Straight away I want you to know that you are known by God, loved by God & accepted by God (just as you are) wherever you are on your motherhood journey. You need to know and more importantly believe that He loves you so much that He dances over you! Yes, mom, you read that correctly. God dances over you with delight! Zephaniah 3:17
I sat at the kitchen table completely depleted. Frozen I stared at the wall 4 feet from where I sat. I can still feel that single tear roll down the right side of my face. My kids ran throughout the house laughing and playing with reckless abandon as their mom sat on a kitchen chair totally deflated. I can vividly remember the sound of their voices echoing throughout the kitchen. How did I arrive at this place? Had I signed on for more than I could handle? As these questions swirled around in my head on repeat, I knew that I had reached a fork in the road. I could fall deeper into despair or I could cry out to God. I chose the later. I was physically, mentally & emotionally exhausted but I hadn’t forgotten that He was a covenant keeping Savior. I didn’t have the strength to lift my voice but I knew that the one who is all knowing was able to interpret exactly what was on my heart. I sat still on the high back wooden chair as another tear found its way down my face. I didn’t have the energy to wipe away the tears that would follow. I slowly raised my head, just enough to survey the disaster that was my living room. As more tears pooled in my eyes it was that moment that I mustered up these words…
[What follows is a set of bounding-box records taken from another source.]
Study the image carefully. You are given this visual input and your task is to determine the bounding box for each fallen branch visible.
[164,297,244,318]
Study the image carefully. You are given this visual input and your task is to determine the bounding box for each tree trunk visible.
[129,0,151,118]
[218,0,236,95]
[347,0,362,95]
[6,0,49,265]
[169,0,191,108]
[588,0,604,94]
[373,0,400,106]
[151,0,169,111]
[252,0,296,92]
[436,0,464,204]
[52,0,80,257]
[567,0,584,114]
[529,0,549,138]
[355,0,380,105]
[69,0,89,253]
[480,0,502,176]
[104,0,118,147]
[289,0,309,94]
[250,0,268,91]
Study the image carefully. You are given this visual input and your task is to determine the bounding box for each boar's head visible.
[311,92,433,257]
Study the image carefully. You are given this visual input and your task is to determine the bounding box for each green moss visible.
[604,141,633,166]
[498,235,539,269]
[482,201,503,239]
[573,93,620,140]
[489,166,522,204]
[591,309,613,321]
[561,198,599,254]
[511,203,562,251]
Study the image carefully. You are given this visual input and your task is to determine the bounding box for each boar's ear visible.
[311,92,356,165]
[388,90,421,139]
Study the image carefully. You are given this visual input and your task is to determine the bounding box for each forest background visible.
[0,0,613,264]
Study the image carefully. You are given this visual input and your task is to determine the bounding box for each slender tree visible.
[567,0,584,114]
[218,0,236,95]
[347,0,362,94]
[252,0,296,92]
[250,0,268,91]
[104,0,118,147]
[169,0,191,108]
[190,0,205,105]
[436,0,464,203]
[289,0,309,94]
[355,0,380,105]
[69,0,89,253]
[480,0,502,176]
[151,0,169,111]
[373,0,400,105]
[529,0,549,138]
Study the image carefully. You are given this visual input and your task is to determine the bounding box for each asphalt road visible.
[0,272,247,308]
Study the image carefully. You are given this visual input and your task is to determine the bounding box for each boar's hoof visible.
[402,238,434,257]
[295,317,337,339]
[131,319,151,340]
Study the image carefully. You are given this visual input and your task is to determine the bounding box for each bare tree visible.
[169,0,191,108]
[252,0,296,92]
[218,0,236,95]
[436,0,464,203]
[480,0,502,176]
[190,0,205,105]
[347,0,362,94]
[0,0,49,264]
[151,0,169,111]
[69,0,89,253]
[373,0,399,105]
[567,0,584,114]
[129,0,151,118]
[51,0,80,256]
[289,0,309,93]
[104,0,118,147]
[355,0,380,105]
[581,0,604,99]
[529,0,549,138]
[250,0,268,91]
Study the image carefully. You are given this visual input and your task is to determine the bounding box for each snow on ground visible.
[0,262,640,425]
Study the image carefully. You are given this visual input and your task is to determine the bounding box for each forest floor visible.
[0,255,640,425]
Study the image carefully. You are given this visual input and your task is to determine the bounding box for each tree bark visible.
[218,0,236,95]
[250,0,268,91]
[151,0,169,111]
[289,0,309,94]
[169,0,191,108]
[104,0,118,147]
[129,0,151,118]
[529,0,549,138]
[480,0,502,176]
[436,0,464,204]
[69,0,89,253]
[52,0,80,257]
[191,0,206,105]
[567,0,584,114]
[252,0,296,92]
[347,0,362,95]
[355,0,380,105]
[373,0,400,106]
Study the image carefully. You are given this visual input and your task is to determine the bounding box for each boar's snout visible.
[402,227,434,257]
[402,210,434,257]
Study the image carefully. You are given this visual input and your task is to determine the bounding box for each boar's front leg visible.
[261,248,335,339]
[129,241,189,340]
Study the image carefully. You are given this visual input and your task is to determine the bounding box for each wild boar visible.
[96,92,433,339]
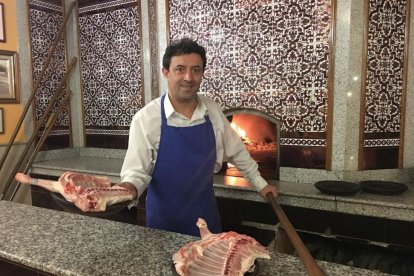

“I can’t do this.” Without missing a beat my heavenly father held my words for but a moment before responding in a soft whisper, “I never asked you to; I only asked you to trust me.” They are mine, Nichole, they belong to me. He went on to remind me that as a mother I would never lack anything because I named Him Lord of my life. That was 8 years ago. I have never forgotten how He rescued me from myself that day in my kitchen. I felt so lonely, but He said I will never leave you. I recall feeling despair, but His word says that those who place their hope in Him will never be disappointed. As I waited there that morning for the next tear to fall instead I experienced the power of His presence. That morning God had invited me up to a deeper faith & greater dependency. Everyday I have to choose to lean into His strength and His wisdom instead of my own.
You too are being invited up! How will you respond to His invitation? Today my kids are 14, 13, 12, 11, 9 and 8. God has been faithful to His word. That day 8 years ago I had six kids under the age of 7. God bless you mom!